The Malaysian group bought the Lakefront Collection of bungalows last September and in March won the tender for Sandy Island, the first of the two islands launched in the South Cove. Derek Wong, Managing Director of LP Worlds and also Genesis-Alliance, explained why Sentosa Cove was the first Singapore venture for the Malaysian developers.
“We chose Sentosa Cove due to several favourable factors, including the strong growth of Singapore as the most exciting gateway city for Asia-Pacific, the strengths of the Singapore property market, the growing interest from high net-worth foreigners to invest in Singapore, and the prestige of Sentosa Cove as one of the most prestigious residential addresses in Singapore,” Wong said.
“The favourable land ownership policies, the upcoming Resorts World and the marina lifestyle positioning offer us an ideal platform to create premium bespoke products for both local and foreign home-owners.”
Singapore’s appeal for foreign and local home buyers and developers have been well documented, while Sentosa Cove’s particular oceanfront assets put it very much in a class of its own. Arguably its biggest achievement has been to attract so many wealthy foreigners, many with the genuine intention of setting up home in the Lion City.

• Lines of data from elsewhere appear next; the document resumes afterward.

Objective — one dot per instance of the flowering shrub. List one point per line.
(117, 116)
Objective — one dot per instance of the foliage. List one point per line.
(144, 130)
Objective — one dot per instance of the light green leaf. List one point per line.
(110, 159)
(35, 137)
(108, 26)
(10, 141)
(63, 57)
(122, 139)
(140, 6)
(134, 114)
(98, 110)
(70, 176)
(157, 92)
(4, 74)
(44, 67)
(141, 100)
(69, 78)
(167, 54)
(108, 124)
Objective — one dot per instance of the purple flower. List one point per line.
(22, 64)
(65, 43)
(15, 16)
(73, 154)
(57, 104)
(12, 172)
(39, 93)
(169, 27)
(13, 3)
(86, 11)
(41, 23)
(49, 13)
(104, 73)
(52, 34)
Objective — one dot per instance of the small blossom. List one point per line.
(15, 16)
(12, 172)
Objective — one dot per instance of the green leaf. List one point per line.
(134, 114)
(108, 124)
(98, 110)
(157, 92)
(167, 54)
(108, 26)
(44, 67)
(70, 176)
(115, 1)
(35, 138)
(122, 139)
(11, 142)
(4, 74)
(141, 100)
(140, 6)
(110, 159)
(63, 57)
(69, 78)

“About 60% of the investors on Sentosa are foreigners and the encouraging thing is that they’re mostly based in the Asian region,” Singh says. “In a theoretically rising property market you’ll see some element of speculation, but we’re not seeing that happening, especially for our bungalow properties where people are building to live.

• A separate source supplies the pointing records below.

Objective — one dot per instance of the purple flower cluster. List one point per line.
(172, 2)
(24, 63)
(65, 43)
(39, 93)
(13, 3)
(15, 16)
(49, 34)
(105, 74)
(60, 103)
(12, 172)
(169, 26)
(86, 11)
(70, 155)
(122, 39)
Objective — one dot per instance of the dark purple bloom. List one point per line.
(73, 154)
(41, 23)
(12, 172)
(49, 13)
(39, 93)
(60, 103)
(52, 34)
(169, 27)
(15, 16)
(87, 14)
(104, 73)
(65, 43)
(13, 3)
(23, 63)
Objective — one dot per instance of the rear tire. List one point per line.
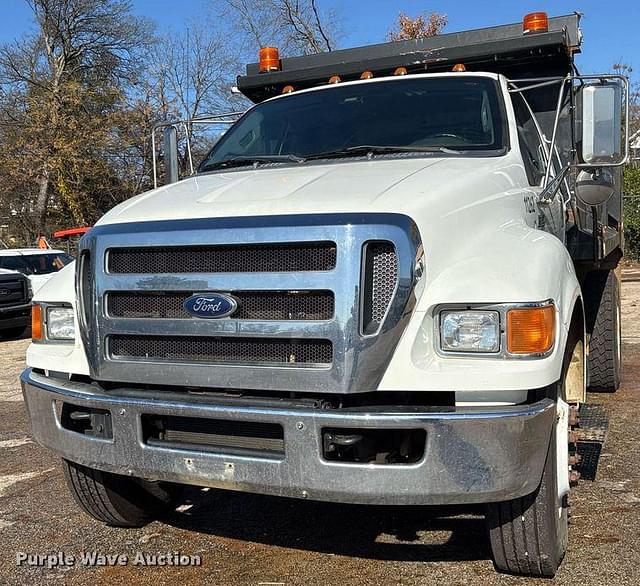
(604, 364)
(119, 501)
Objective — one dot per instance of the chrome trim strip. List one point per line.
(359, 361)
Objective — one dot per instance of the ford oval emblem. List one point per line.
(210, 305)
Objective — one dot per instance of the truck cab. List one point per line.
(389, 282)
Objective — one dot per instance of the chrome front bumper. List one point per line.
(471, 455)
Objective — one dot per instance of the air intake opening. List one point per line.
(245, 438)
(374, 446)
(379, 280)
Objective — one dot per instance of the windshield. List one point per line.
(35, 264)
(444, 114)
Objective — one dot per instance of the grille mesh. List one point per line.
(255, 305)
(221, 350)
(380, 279)
(263, 258)
(385, 275)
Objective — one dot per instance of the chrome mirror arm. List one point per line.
(548, 192)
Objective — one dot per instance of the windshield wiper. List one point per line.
(245, 160)
(366, 149)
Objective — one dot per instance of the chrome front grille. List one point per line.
(245, 258)
(252, 305)
(222, 350)
(305, 285)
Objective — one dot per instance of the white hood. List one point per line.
(383, 185)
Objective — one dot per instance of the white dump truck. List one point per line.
(389, 282)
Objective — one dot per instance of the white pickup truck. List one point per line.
(379, 287)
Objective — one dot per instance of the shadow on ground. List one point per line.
(381, 533)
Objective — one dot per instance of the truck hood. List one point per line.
(382, 185)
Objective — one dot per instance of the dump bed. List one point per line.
(501, 49)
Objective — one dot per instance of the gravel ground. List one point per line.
(246, 539)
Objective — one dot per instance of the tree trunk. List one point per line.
(42, 203)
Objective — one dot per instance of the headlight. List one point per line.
(52, 323)
(60, 323)
(470, 331)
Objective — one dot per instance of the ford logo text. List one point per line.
(210, 305)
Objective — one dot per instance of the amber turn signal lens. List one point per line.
(269, 59)
(37, 326)
(531, 330)
(535, 22)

“If the owners aren’t living here, they’re absentee landlords renting properties to people who are living and working in Singapore. We attract the right type of people, which is what makes Sentosa Cove a liveable residential destination.”

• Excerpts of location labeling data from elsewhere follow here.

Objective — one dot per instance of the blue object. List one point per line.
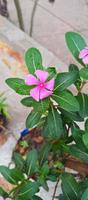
(24, 132)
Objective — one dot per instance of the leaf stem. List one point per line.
(55, 189)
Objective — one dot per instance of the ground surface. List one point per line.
(13, 43)
(52, 21)
(50, 24)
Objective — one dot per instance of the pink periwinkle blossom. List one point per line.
(84, 55)
(42, 87)
(1, 198)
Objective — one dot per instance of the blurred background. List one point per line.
(46, 21)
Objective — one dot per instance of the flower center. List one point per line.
(41, 85)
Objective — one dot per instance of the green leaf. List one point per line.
(33, 60)
(71, 116)
(84, 73)
(18, 160)
(66, 101)
(36, 198)
(40, 106)
(31, 162)
(86, 125)
(3, 193)
(55, 125)
(13, 176)
(75, 43)
(85, 139)
(27, 190)
(77, 135)
(79, 153)
(44, 153)
(65, 79)
(73, 68)
(33, 119)
(83, 102)
(85, 195)
(18, 85)
(69, 186)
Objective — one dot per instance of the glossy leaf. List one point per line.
(13, 176)
(85, 195)
(3, 193)
(75, 43)
(27, 190)
(55, 124)
(33, 60)
(65, 79)
(85, 139)
(18, 160)
(40, 106)
(86, 124)
(33, 119)
(31, 161)
(18, 85)
(69, 186)
(71, 116)
(79, 153)
(84, 73)
(83, 102)
(66, 101)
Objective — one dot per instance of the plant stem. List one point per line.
(19, 14)
(32, 18)
(55, 189)
(83, 83)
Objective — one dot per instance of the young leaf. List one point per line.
(83, 102)
(84, 73)
(33, 119)
(65, 79)
(31, 161)
(55, 124)
(66, 101)
(40, 106)
(33, 60)
(75, 43)
(18, 85)
(69, 186)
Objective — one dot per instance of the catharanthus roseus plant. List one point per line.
(54, 140)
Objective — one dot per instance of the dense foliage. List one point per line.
(57, 117)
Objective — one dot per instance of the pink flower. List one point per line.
(1, 198)
(42, 88)
(84, 55)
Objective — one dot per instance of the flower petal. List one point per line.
(45, 93)
(35, 93)
(50, 85)
(1, 198)
(31, 80)
(41, 75)
(83, 52)
(85, 60)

Currently, the only remaining land available in the South Cove is individual bungalow plots and three sites up for tender: the Beachfront Collection, Pearl Island and the condo plot on the west side of the marina entrance, facing The Oceanfront. The tenders for both of these should launch in the coming months,
“Selling is not our major priority now,” Singh says. “Now, we want to create the heart and soul of Sentosa Cove. We don’t just want to be known as a place that’s expensive.” Or as the island with no more hornbills.